Il cibo è il primo contatto che abbiamo con il mondo e l’atto di alimentarci è l’unica relazione vitale che inizia con noi e finisce con noi accompagnandoci per tutta la vita. La capacità di provare piacere mangiando un particolare cibo è unica ma, allo stesso tempo, comune a tutti gli altri esseri umani: questo è il presupposto fondamentale della condivisione di questa sensazione.

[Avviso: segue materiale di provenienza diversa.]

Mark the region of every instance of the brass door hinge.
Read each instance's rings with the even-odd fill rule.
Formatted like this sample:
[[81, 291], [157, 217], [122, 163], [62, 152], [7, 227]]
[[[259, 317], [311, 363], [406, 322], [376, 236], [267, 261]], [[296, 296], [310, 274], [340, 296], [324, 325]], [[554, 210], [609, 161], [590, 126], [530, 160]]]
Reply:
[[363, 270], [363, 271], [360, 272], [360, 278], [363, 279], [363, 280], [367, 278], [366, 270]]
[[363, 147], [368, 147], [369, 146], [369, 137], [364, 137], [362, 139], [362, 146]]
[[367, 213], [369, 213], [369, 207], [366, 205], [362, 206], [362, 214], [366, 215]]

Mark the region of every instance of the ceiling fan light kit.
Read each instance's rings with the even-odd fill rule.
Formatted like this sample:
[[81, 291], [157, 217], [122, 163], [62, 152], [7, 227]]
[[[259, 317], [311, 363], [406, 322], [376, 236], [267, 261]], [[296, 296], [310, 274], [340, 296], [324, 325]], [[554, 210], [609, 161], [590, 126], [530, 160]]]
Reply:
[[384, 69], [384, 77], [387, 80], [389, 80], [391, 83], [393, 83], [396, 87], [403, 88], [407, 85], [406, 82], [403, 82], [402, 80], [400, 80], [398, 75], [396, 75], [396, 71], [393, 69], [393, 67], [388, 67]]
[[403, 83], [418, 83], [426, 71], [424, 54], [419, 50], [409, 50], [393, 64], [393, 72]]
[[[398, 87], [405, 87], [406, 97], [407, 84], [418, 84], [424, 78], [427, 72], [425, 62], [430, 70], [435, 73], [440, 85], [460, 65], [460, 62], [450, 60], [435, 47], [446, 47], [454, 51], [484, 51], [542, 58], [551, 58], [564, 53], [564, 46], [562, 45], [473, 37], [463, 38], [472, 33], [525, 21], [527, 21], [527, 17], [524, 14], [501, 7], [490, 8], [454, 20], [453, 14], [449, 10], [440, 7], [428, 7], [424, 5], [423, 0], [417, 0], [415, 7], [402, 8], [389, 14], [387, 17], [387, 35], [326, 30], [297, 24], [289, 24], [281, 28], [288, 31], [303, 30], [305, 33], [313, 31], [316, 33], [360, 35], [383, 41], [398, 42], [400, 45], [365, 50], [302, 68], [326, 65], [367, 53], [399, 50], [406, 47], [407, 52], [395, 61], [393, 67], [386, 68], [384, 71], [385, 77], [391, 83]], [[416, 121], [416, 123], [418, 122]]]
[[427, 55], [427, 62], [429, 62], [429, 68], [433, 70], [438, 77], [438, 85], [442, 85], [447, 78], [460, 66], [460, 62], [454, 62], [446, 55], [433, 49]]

Questa premessa serve a capire come è impossibile non pensare al cibo come a qualcosa che possa provocare e/o compensare emozioni o essere comunque strettamente connesso ad esse. “Mettere” le situazioni emotive nel cibo entro certi limiti è quindi assolutamente normale.

Diventa patologico quando l’atto di alimentarci in relazione ai sentimenti soprattutto negativi diventa automatico ed eccessivo. L’ansia, la noia, la rabbia, l’invidia per esempio sono dei motori potentissimi verso un “buon” cibo compensatorio che possa sopprimerli.

Senza arrivare a vere proprie abbuffate quando il meccanismo “provo una sensazione/mangio” (solitamente alimenti ricchi di carboidrati o zuccheri quali pane, pizza, focaccia, biscotti, cioccolato &c.) diventa una costante nella nostra vita è necessario, in prima battuta, consultare un dietologo/nutrizionista esperto in grado di guidarci in un percorso di correttezza nutrizionale ma anche capace di insegnarci come strutturare la giornata alimentare per evitare i momenti in cui più facilmente si indulga nell’abuso alimentare.

Qualora con una dieta ben strutturata, assolutamente personalizzata, non restrittiva e appagante non si riesca ad ottenere il risultato sperato è sicuramente indispensabile rivolgersi a uno psicologo. A discrezione dei due specialisti la facoltà di lavorare in team per la migliore soluzione del caso.